Merayakan 20 tahun Bulan Katekese Liturgi

Anik berjumpa dengan Nindya di sebuah café. Sambil minum coffe latte kesukaannya, Anik bertanya: “Nin, nanti malam kok ada undangan untuk pertemuan di lingkungan, emang ada apaan?” Sambil meletakkan handphone-nya, Nindya menjawab: “Setahuku sih, ada doa rosario.

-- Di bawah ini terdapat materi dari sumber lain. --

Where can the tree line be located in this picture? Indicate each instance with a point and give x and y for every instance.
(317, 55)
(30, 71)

Kan ini bulan Mei, bulan rosario apa bulan Maria….lupa aku”. Nindya masih menambahi: “Oh ya kata bapakku, ada renungan BKL juga pas doa rosario nanti”. “BKL apaan?” tanya Anik. “Gak tahu aku….kayaknya itu lho ada buku dari Keuskupan tentang penjelasan liturgi atau apa gitu”, jawab Nindya. “Ah, aku sih gak tertarik….mau tahu liturgi gampang aja kan, browsing di google juga mudah dapat jawabannya”, kata Anik. Nindya cuma mengangguk-anggukan kepala sambil buka handphone lagi, entah apa yang dicarinya.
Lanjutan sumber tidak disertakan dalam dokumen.